お題『赤い色』
これは、主様がまだ6歳だった時の話。
「ねえ、フェネス」
主様用のティーカップを磨き上げていると、それまでソファに寝転がって静かに絵本を読んでいた主様がふいに俺を呼んだ。
「なんでしょうか、主様?」
俺が返事をすれば主様は起き上がってちょこんと座り、隣の空いた座面をぽふぽふ叩いている。座ってほしいときの仕草だ。
俺が望まれるがままに主様の隣に座ると、主様は俺に絵本を突きつけてこうおっしゃった。
「よくわかんない」
それは東の大地の絵本で、赤い糸を巻き取ると人々が抱える苦しみや悲しみが聴こえてくる……という話だ。絵柄が幼児向けでかわいいのだけれど、内容は哲学的で、大人にももしかしたら難しいかもしれない。
それなのに俺が主様にこの本を選んだ理由は、主様自身が感じている理不尽を、もしかしたら自力で解消していただけるきっかけぐらいにはなるかもしれない……そう思ったからだった。
「そうですね。とても難しいお話だと思います。ここに書かれていることを分かりやすくお話いたします。
主様は先日、なぜ自分にはお父様やお母様がいないのかとおっしゃっていましたよね?」
こくんと頷いたのを見届けてから話を続ける。
「それを俺に聞いてきたとき、悲しいと泣いていらっしゃいました。俺は幼い頃に両親に捨てられてしまったので、その悲しみはよく分かります。

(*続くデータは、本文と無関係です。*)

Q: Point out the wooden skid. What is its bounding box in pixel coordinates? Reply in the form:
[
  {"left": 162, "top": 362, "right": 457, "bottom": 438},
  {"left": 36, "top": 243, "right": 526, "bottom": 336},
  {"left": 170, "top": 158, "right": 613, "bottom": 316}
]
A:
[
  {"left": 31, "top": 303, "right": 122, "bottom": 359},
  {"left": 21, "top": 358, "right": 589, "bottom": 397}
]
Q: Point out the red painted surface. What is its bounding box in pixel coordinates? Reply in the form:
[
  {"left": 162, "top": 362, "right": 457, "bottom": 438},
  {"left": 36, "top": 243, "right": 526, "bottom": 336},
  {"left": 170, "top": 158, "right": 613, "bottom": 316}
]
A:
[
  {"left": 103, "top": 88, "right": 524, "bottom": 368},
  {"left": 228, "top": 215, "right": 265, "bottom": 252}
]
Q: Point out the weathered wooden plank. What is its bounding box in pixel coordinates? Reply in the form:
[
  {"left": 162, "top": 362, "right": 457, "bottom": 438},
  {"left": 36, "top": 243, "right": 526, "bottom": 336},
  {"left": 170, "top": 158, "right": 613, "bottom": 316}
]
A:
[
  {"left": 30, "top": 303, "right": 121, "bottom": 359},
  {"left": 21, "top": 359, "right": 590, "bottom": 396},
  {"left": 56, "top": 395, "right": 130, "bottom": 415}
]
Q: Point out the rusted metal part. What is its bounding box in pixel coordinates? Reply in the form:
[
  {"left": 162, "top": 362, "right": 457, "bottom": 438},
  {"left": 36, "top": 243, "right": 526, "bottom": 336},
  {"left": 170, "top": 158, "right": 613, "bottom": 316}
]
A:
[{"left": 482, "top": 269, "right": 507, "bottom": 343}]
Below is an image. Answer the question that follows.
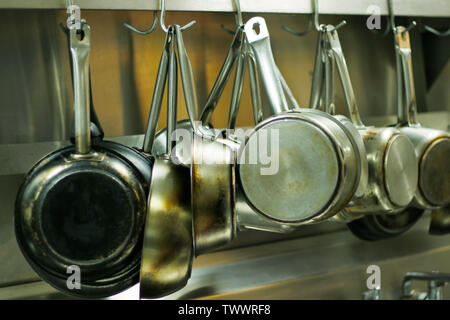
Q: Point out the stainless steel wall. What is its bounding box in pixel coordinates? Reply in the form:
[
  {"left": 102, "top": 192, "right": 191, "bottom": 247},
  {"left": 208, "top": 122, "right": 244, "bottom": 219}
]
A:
[{"left": 0, "top": 10, "right": 450, "bottom": 143}]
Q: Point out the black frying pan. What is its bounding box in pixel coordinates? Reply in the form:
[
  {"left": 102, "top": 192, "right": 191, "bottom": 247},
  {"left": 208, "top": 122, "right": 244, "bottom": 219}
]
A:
[{"left": 15, "top": 24, "right": 152, "bottom": 298}]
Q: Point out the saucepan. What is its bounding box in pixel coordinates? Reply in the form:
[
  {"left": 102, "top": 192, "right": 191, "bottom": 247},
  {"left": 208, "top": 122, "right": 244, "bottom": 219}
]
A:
[
  {"left": 15, "top": 24, "right": 151, "bottom": 297},
  {"left": 140, "top": 25, "right": 195, "bottom": 298},
  {"left": 394, "top": 26, "right": 450, "bottom": 209},
  {"left": 237, "top": 17, "right": 361, "bottom": 226}
]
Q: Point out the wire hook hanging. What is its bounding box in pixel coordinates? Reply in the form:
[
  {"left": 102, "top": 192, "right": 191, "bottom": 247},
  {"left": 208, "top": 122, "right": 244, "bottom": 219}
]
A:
[
  {"left": 159, "top": 0, "right": 196, "bottom": 33},
  {"left": 281, "top": 0, "right": 347, "bottom": 37},
  {"left": 220, "top": 0, "right": 244, "bottom": 35},
  {"left": 370, "top": 0, "right": 417, "bottom": 37}
]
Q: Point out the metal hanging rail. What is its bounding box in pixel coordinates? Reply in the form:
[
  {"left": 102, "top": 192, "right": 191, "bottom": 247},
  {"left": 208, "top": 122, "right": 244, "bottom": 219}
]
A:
[{"left": 0, "top": 0, "right": 450, "bottom": 17}]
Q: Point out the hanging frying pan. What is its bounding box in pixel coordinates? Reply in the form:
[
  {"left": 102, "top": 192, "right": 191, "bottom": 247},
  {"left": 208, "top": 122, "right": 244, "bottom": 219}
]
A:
[{"left": 15, "top": 24, "right": 149, "bottom": 298}]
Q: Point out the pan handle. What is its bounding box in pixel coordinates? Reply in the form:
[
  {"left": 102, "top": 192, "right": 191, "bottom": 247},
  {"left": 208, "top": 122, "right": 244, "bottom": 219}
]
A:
[
  {"left": 244, "top": 17, "right": 289, "bottom": 115},
  {"left": 70, "top": 24, "right": 91, "bottom": 154},
  {"left": 394, "top": 26, "right": 419, "bottom": 126},
  {"left": 166, "top": 26, "right": 178, "bottom": 157},
  {"left": 59, "top": 20, "right": 105, "bottom": 143},
  {"left": 244, "top": 41, "right": 263, "bottom": 125},
  {"left": 200, "top": 27, "right": 244, "bottom": 125},
  {"left": 327, "top": 25, "right": 364, "bottom": 128},
  {"left": 174, "top": 25, "right": 200, "bottom": 133}
]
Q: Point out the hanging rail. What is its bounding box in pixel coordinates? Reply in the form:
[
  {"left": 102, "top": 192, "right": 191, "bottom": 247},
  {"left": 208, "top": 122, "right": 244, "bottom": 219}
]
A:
[{"left": 0, "top": 0, "right": 450, "bottom": 17}]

これはそういった、主様や俺の力ではどうにもできなかった願いが叶うようなお話です」
俺の話を聞いていた主様は、みるみるうちに目に涙を浮かべた。
「あかいいとをまけば、おとうさんとおかあさんにあえるの?」
「……そうですね、もしそのような糸があれば、主様はお父様とお母様に会えるかもしれません。ですが……その代わりに俺や他の執事たちと一緒に暮らせなくなります。主様はこの屋敷でみんなと暮らすのはお嫌ですか?」
言いながら、俺は自分の卑怯さを呪った。俺だって幼い頃になかなか受け入れられなかったことを主様に突きつけて、しかも俺を、俺たちを選ばせようとしているのだ。
案の定、主様は首を横に振った。
「フェネスたちとバイバイしたくない」
主様の目元に浮かんだ涙をハンカチで拭きながら、俺は主様を抱きしめた。